As a leader, you can’t assume your people will always know the boundaries. If you set a goal, especially an aggressive one, you must also define what can’t happen in pursuit of it.
I took a short course at Harvard Business School, one case in one of the modules stuck with me: a bank set very high sales/account-growth targets for its reps, but never clearly spelled out the prohibited behaviors. Predictably, some reps opened accounts without customers’ permission, manipulated records, or resorted to shady tactics. Management was furious when they discovered it, but the root cause was that the “rules of the road” were never fully spelled out.
This isn’t limited to banking.
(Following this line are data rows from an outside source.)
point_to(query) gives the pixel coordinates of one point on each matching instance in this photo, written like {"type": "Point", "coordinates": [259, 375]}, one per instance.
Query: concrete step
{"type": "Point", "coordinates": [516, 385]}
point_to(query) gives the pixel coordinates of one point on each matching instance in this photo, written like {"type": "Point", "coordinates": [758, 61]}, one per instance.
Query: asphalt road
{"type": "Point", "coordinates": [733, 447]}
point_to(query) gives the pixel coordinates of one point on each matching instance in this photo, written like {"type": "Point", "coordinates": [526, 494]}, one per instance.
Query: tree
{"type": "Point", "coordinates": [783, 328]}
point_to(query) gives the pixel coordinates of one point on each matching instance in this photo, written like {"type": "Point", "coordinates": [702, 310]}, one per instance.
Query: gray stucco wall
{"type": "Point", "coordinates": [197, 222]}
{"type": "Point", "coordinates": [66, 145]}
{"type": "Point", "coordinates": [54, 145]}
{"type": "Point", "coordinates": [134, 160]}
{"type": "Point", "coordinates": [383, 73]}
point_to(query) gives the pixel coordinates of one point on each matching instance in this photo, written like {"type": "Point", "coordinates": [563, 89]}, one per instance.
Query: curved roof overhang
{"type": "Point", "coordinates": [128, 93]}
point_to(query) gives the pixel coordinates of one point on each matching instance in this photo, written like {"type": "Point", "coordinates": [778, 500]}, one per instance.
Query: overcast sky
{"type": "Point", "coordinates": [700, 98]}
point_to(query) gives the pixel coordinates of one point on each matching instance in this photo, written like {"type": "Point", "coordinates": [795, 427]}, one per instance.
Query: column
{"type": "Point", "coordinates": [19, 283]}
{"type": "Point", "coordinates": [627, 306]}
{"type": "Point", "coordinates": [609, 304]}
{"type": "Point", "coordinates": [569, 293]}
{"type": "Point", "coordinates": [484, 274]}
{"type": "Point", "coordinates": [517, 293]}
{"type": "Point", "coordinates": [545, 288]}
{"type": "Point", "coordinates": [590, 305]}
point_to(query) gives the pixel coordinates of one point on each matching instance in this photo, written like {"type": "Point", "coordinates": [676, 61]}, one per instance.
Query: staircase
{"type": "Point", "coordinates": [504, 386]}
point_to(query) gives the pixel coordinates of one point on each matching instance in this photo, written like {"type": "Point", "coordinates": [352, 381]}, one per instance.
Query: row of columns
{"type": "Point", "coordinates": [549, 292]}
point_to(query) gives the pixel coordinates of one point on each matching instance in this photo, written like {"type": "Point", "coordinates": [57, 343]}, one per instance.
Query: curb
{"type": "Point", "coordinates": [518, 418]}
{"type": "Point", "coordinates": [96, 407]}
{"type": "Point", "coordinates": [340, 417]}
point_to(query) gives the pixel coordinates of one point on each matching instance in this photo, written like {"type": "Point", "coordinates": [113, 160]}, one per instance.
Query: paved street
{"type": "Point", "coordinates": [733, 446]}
In your gym or small business:
- If you never tell staff, “Don’t have sex with clients,” you’re leaving a huge risk unaddressed (even if to you it seems obvious).
- If no policy says “Don’t poach staff from competing gyms,” someone might test that boundary.
- If you don’t explicitly forbid bad-mouthing competitors, someone will do that too.
It feels awkward, maybe even ridiculous, to write into your SOPs, “Don’t open unauthorized accounts,” or “Don’t defame competition.” But that’s exactly what responsible leadership demands. If your organization is going to be respected, sustainable, and trustworthy, you need these guardrails in place.
Ethics in business stem from your internal values
Your view of what’s right or wrong, shaped by life experience. Yet I’ve seen talented people join companies whose values are murky (or misaligned), and gradually their ethical standards erode under pressure.
If you want your business to last, to be trusted, and to attract people who feel proud working there, you need to make your ethics explicit. Don’t just preach your values – embed them in every policy, every training, every KPI.
Because in the absence of clear boundaries, people will test the edges. And that’s when reputations and entire businesses get torn apart.